不意に兄の事を思い出して、形見の首飾りを服越しに握りしめる。
そうして、次々と行われた玉砕特攻が効いたのか、国王軍との距離が縮まる事は無かった。
第一、第二と、団員達が死地へ向かうのを見届ける度に、ティーマを抱えるケルビアの腕の力が強くなるのを感じた。

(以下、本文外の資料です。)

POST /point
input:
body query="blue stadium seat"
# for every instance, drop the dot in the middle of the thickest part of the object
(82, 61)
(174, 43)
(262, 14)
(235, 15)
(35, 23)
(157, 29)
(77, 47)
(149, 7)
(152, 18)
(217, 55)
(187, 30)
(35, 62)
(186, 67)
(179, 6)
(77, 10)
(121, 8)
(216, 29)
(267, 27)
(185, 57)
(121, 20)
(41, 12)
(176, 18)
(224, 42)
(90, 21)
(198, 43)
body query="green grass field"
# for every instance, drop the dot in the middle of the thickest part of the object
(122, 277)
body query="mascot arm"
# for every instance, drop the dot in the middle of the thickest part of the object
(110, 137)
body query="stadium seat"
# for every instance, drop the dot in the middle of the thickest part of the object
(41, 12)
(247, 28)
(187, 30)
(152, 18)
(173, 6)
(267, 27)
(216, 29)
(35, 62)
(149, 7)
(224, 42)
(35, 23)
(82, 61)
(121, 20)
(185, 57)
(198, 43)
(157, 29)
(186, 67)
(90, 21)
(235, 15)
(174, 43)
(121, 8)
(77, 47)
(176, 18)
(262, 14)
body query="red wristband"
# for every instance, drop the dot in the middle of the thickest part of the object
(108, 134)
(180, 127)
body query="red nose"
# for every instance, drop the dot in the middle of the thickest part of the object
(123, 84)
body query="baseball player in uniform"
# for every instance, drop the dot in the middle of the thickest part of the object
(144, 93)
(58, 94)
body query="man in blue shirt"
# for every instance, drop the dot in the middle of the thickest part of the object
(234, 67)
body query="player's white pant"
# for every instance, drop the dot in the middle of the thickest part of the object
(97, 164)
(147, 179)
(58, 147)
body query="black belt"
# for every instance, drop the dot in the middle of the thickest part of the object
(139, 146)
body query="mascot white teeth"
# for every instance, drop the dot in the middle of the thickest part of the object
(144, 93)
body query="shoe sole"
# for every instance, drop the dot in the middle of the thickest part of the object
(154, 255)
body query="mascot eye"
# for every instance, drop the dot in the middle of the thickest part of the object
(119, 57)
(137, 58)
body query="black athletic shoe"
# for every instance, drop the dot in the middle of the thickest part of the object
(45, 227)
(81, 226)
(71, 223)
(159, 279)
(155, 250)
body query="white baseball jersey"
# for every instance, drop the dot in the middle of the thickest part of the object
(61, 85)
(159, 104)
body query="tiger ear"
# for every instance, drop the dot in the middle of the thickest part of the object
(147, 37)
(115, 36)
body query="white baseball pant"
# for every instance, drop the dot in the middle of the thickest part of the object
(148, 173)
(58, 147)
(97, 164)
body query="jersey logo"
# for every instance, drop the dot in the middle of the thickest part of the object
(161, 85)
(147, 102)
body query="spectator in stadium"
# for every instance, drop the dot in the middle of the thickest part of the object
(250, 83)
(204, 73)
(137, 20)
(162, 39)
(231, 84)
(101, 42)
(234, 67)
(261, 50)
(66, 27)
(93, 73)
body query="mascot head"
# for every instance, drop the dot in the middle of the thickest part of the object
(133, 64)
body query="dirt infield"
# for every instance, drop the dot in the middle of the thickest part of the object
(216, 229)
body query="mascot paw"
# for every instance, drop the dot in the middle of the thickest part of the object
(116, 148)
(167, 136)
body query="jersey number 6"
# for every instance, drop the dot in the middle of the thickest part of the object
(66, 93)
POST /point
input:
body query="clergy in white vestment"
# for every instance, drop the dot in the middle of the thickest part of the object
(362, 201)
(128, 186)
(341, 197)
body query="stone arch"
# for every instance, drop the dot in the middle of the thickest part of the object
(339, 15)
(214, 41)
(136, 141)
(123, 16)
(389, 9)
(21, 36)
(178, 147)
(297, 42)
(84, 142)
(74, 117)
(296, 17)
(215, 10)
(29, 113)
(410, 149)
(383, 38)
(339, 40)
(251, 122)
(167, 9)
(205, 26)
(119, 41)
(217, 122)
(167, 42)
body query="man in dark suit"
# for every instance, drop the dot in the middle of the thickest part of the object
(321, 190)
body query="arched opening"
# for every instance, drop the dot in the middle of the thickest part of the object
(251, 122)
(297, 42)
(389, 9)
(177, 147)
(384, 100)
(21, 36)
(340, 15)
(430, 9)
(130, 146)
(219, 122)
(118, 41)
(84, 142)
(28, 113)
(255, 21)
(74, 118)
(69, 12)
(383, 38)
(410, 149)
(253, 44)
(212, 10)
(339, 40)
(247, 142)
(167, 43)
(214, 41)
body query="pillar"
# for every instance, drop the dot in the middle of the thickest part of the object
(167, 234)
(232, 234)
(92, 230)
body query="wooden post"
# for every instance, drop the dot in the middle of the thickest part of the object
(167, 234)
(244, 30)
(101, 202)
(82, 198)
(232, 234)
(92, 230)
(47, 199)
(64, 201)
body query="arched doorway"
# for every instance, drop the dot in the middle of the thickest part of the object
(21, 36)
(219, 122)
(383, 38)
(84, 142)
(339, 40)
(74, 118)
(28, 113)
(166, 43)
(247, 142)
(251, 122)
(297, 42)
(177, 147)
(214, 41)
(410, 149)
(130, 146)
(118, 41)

そして、次から次へと特攻を仕掛けてくる団員達に、国王兵達は思いの外手こずっていた。
(やはり何か引っかかる。この者達は何故……)
国王兵の司令が疑問に思いながら、団員を相手にしている時の事だった。
血塗れになりながらも戦うその男に、司令は剣を構え、ひとつ尋ねた。
「答えろ、何故パンをちぎって捨てるような特攻を繰り返す」
その問いに、男は息を切らしながらもニヤリと笑った。
「その蒔いたパンにお前らを喰らいつかせる為だ」
そう言い残すと、体力の限界だったのだろう。男はばたりと倒れた。
司令はそれを黙って見下ろす。
(どう言う事だ……。そんな事をして何になる。奴らが逃げているこの先にあるのは……)
そこまで考えると、ある推測が思い浮かび、息を詰まらせた。
「露骨な時間稼ぎをしやがって。さあ、急げ! 手柄は目の前だ!」
兵の一人が叫び、その声に他の兵達も我先にと突っ走る。
「待て! 待つんだ、我らは既に……!」
その時だった。
司令も、国王兵も、奴隷達もティーマもケルビアも、遠くの方でキラリと鈍く何かが輝くのが見えた。
その輝きは、稲妻の矢のように司令の元へ飛んでくる。
瞬間、大爆発が起きた。
突然の爆発に、自由解放団の誰もが後ろを振り向いた。
国王兵の陣中で巻き起こる炎上に、ケルビアはにやりと笑った。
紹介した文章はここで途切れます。